Data: This is the result of a Python script that scraped the OkCupid website. We consider the n=59,946 users who were

  • members on 2012/06/26
  • within 25 miles of SF
  • online in the last year
  • have at least one photo Their public profiles were pulled on 2012/06/30. i.e. only data that’s visible to the public

Topics covered

  • How to do basic exploratory data analysis on categorical variables
    • table() to get frequency counts
    • make basic visualizations: barplots and mosaicplots
  • How to make histograms of numerical data
  • How to get subsets of data, e.g. only men vs only women.

Learn by doing #3

Question: Who will people who attend my goodbye party know?

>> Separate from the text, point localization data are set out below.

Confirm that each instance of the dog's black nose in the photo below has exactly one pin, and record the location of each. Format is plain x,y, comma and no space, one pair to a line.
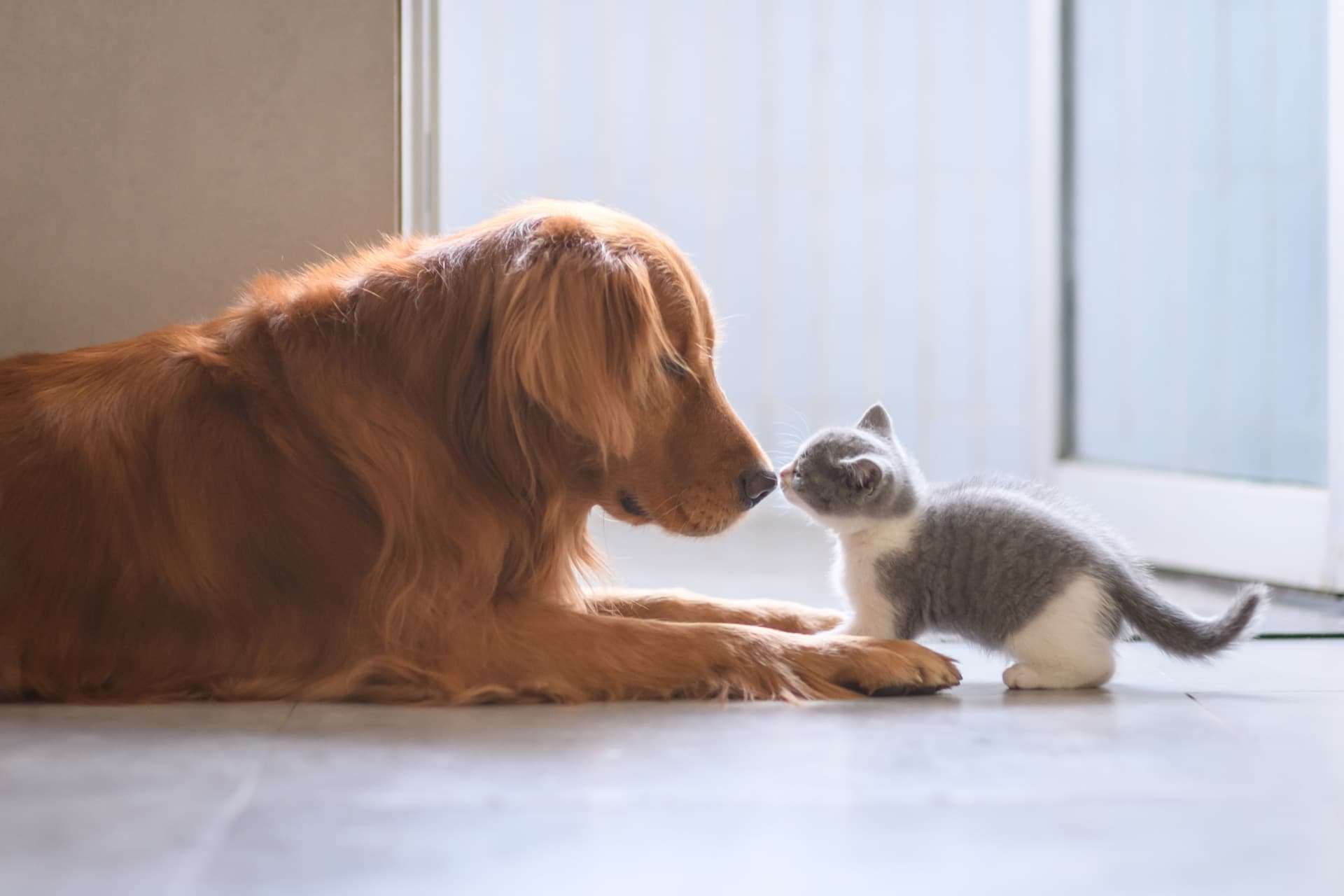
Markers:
756,485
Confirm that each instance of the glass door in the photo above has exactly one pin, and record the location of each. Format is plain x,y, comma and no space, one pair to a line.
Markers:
1194,280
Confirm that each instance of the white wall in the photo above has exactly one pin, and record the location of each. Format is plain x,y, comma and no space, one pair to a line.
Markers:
848,176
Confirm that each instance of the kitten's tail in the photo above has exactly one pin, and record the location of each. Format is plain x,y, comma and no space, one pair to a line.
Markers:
1180,633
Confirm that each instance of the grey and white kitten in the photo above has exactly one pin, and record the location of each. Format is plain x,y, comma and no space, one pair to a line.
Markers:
1002,562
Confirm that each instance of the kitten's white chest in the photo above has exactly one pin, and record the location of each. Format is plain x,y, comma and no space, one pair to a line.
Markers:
855,573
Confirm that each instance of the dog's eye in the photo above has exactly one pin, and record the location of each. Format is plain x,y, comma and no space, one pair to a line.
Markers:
675,367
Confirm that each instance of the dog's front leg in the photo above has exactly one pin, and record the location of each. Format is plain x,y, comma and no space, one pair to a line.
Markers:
676,605
569,656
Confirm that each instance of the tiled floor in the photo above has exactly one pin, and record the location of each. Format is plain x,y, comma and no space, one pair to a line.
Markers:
1179,778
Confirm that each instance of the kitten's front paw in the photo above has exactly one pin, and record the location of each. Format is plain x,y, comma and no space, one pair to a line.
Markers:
1023,678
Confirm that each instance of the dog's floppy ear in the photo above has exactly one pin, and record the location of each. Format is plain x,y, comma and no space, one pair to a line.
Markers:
580,333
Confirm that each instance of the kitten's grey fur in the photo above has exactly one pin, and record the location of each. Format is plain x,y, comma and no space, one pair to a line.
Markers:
1003,562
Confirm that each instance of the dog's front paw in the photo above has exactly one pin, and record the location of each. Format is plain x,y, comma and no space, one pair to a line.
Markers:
790,617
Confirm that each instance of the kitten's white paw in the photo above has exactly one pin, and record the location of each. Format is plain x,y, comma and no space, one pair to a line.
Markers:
1023,678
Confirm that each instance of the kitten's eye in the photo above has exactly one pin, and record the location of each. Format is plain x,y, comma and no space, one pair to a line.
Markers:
675,367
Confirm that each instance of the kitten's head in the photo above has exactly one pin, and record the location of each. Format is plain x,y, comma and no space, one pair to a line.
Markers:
846,477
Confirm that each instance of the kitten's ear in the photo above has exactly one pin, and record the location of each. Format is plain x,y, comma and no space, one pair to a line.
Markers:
866,472
876,421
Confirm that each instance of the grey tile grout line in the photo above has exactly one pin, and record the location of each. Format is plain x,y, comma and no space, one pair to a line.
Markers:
195,864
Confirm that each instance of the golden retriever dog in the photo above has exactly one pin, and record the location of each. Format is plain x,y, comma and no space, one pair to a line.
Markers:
371,480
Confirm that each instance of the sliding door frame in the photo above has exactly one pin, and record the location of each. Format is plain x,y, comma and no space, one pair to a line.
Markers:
1281,533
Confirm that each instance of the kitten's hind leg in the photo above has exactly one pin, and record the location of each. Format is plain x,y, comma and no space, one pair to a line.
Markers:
1070,644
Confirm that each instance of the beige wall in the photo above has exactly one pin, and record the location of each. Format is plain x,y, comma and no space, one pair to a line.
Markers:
153,155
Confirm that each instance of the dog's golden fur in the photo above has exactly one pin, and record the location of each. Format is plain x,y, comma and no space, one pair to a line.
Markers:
371,480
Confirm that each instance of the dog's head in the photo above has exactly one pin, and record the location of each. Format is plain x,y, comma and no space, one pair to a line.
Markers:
603,326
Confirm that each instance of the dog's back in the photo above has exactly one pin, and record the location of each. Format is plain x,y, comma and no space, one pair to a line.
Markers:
155,516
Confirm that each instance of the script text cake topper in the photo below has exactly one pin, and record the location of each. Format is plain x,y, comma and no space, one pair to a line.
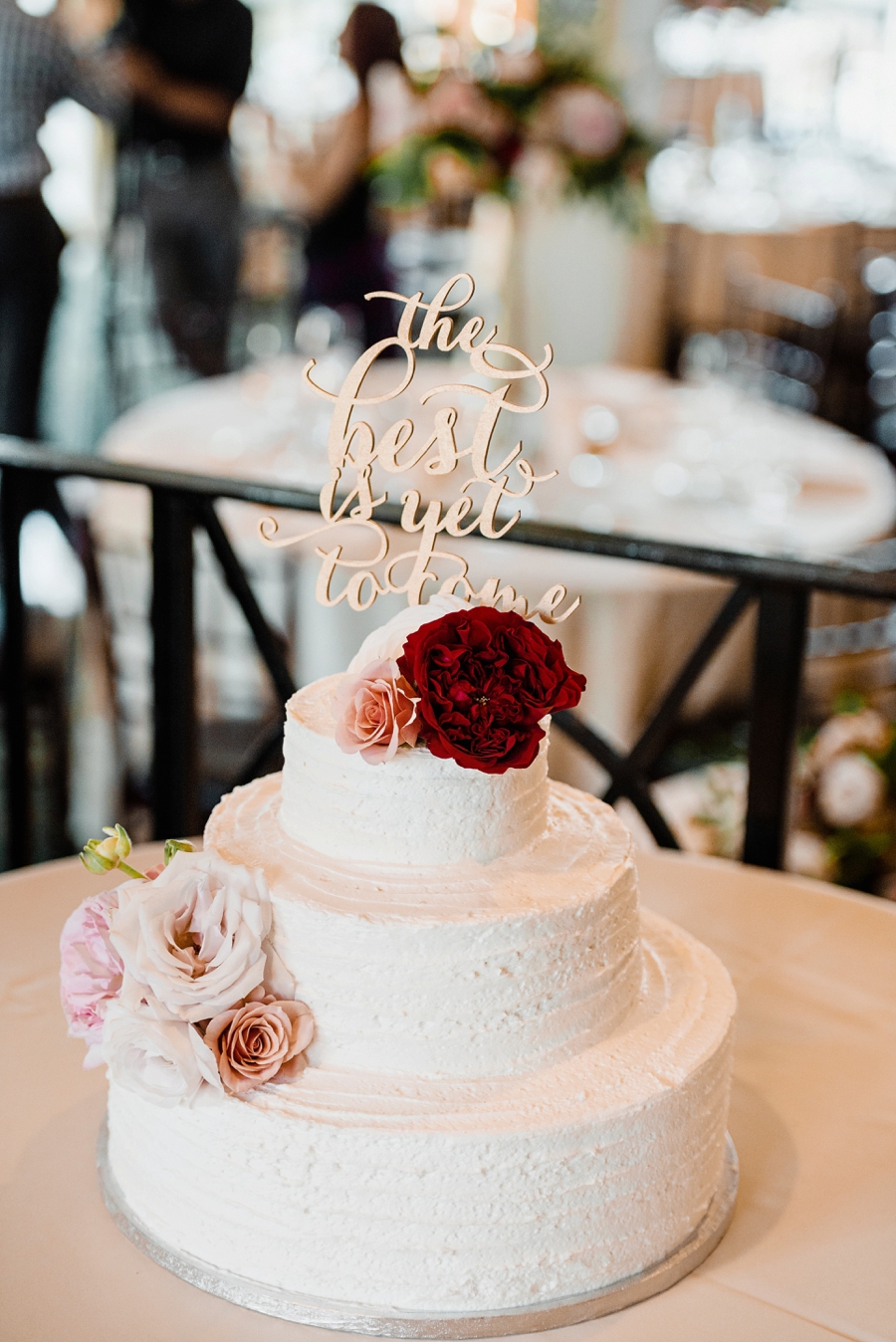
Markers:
347,500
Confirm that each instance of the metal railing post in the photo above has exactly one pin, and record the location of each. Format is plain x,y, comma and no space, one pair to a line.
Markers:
174,726
781,636
12,671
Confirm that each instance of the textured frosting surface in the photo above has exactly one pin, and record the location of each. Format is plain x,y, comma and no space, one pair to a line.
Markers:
462,971
456,1195
414,810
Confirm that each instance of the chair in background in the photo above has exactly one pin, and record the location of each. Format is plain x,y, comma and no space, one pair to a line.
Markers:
779,336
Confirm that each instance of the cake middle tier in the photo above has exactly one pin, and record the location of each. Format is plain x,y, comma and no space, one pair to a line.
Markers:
416,809
460,971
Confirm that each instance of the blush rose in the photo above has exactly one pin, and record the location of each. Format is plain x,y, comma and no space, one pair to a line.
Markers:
263,1040
165,1061
375,713
90,975
486,678
196,937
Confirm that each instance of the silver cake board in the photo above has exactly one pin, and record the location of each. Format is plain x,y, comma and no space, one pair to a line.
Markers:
379,1321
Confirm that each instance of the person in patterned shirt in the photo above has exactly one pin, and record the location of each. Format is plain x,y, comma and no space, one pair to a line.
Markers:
38,69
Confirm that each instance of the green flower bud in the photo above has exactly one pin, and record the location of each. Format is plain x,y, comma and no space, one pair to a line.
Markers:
173,845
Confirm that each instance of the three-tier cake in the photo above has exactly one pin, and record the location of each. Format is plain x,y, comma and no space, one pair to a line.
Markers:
518,1083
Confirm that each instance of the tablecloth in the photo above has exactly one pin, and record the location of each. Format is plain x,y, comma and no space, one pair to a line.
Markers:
809,1256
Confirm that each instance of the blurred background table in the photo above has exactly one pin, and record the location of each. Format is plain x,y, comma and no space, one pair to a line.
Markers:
633,451
809,1253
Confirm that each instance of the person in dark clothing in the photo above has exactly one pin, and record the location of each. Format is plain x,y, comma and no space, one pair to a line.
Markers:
37,70
344,251
186,64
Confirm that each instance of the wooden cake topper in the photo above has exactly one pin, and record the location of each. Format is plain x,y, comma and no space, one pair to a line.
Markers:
347,498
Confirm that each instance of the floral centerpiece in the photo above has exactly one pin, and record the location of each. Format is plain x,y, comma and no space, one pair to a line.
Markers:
844,827
842,820
471,134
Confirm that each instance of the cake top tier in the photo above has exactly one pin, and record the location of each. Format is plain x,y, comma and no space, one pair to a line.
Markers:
432,748
413,810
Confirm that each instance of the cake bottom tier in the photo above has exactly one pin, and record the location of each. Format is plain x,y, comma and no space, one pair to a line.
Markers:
455,1196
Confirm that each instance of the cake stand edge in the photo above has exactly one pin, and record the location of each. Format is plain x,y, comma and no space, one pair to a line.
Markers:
343,1317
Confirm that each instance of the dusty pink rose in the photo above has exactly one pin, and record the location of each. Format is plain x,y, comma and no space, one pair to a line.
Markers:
375,712
262,1041
90,975
196,938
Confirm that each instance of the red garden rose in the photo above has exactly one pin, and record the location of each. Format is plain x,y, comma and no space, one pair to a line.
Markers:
485,681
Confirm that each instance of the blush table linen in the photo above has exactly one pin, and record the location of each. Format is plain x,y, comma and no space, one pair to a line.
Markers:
811,1251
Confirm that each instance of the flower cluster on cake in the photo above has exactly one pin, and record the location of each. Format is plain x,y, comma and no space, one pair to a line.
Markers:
474,685
172,979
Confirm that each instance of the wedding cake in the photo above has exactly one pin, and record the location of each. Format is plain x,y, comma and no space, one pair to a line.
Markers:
400,1034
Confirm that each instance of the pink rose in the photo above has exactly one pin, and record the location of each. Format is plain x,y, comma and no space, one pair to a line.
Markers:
196,938
90,975
262,1041
585,120
375,712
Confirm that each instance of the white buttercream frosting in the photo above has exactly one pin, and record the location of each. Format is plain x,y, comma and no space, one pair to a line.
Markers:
462,971
518,1088
456,1196
414,809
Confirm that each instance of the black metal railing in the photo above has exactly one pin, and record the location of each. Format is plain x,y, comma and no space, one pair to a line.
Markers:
780,586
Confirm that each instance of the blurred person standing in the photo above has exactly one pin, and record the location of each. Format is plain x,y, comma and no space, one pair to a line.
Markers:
186,64
344,249
38,69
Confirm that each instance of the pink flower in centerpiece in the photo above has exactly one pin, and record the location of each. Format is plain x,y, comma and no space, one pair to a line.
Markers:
90,975
586,120
262,1041
375,712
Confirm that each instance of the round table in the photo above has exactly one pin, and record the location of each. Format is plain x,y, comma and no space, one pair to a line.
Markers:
688,463
809,1256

Data: 41 x 41 matrix of TRUE/FALSEs indicating for all pairs of people if I think they know each other.

Tool: We will use the network package to create a visual social network graph, contributed by a team of sociologists and statisticians.

Rules for social network graph

  • Couples are Brangelina'ed into single units
  • Bubble sizes are proportional to log(# of the people the person knows)
  • I'm included at the center for two reasons: 1) raging narcissism & 2) graph aesthetics

Topics covered

  • How to install and load an R package
  • How to export a plot to .png format

Topics we didn’t cover

  • lists: vectors of different types of objects at the same time (strings, numerical).
  • computer programming: if/else statements, for loops, etc.

Additional resources

  • Rich Majerus from Data at Reed has posted tutorials to execute some basic tasks.
  • Swirl Stats: http://swirlstats.com/. Package to learn R, in R.
  • But most importantly, it’s best to learn by doing. Figure out a project of reasonable scope and hack it out.